Like most places, social activity here just revolves around food. And the assumption is, on the prairies, that food means meat. Usually red meat. And potatoes. With beer. (Sometimes one or all of those things is deep fried.)

My third night of vegetarianism, hubby and I had a pre-arranged date night. At a steak house.

Tomorrow night? Fundraiser steak night.

Well...ONE bite isn't going to kill me, right? C'mon.

(...This resolution is doomed.)

Thursday, March 4, 2010

You could call it the When Angsty Renaissance FairsTurn Into Obscure Orgies Blog, or something. Though I'm sure that's kind of a niche market.

Someone left this comment on a really old post of mine, and I've been snickering over it for a few days. I mean, it's even odder than the spam comments I get linking to blue cheese. Is this how budding romance authors spread the word about their writing now?

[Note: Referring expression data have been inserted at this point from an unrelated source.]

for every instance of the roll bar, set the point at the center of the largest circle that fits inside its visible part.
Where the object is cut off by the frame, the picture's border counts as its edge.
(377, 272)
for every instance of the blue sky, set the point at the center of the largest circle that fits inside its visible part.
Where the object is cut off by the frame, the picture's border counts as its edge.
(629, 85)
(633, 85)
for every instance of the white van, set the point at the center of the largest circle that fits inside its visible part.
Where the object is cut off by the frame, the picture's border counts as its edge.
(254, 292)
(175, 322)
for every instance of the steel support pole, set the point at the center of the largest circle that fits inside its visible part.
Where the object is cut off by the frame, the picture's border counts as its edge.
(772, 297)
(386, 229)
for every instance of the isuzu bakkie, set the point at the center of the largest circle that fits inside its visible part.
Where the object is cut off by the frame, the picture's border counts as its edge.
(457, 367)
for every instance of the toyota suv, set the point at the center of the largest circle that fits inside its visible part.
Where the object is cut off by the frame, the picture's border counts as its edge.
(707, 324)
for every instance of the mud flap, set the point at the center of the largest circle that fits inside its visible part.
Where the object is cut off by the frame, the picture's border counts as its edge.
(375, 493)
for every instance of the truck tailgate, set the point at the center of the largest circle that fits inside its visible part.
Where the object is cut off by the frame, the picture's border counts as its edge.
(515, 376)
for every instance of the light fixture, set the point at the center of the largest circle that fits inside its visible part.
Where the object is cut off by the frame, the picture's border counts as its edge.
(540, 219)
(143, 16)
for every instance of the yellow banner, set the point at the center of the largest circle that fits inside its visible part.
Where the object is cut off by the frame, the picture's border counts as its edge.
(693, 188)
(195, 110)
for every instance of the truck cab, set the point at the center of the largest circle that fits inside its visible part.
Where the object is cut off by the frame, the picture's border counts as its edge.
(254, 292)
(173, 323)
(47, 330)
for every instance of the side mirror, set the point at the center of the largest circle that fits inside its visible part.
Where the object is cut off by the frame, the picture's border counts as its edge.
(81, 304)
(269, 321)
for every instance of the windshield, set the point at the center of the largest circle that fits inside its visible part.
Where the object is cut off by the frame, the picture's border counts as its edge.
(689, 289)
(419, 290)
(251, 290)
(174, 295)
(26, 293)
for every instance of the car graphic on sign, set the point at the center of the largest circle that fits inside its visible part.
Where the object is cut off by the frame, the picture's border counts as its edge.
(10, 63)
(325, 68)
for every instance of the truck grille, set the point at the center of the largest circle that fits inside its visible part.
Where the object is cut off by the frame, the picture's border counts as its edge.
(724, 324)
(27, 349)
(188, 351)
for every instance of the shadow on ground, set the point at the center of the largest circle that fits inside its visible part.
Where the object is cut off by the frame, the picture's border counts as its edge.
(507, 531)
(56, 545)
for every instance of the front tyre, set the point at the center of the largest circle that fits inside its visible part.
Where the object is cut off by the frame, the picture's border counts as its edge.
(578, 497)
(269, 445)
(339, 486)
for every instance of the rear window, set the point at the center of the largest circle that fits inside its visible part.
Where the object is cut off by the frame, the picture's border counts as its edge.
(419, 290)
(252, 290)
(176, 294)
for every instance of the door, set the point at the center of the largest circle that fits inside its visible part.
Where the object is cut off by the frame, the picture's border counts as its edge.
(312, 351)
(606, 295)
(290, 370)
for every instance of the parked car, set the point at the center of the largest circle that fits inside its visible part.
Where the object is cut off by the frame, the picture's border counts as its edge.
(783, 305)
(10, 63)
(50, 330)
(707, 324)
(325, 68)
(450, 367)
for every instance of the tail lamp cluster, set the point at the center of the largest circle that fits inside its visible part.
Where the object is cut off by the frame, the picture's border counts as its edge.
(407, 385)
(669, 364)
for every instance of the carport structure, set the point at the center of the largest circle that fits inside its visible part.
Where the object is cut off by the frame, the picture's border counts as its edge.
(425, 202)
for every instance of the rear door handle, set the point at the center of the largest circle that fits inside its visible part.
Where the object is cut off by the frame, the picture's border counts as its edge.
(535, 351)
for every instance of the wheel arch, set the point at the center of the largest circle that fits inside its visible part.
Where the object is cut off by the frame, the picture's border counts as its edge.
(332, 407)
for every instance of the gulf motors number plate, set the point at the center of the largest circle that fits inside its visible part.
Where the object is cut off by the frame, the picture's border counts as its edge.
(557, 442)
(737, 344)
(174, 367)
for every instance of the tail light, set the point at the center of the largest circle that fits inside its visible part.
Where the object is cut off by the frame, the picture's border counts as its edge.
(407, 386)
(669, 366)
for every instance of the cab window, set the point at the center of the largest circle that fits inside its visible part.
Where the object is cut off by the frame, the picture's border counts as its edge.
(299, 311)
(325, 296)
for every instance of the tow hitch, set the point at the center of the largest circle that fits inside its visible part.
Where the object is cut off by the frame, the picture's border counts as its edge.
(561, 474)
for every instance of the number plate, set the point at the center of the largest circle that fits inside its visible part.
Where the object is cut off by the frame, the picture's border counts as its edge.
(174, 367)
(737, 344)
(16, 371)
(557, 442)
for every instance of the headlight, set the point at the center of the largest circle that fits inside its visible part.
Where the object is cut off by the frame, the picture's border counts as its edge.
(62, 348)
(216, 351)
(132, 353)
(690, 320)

Grateful, he wrapped his arms around his friend and buried his face in his neck. His throat worked to swallow, and a fine sheen of sweat shimmered on his skin. He nodded, slid an arm about Irins shoulders, and led his truemate from the room. But she knew firsthand that knowing and seeing it happen were two very different things. Someones strong arms surrounded her, and a broad chest met her cheek. She glanced away before her visual admiration sparked lust. She had neither seen nor asked after Tykir, Lanthan, nor Brevin. Gala sat back, hands on Eyrhaens shoulders. Blue eyes stared at her from an expressionless face. Anything but admit she was wrong, even if she now knew she had been. He smiled at her glare, the red simmering behind the hazel of his eyes. Stubbornly, she refused to cower into the wall behind her. A gasp puffed past her lips as Lanthan pressed a kiss just underneath her ear. She writhed, prodding the tip of him with her drenched folds. he growled into her ear. Behind her, Tykir nestled close, his cheek resting on the back of her shoulder. He tilted his face back up toward her. He shared in her laughter, and she gloried at how easy it was. But she needed to know one more thing. She met his gaze seriously.


If that's the case, you might want to consider leaving your name, Anonymous.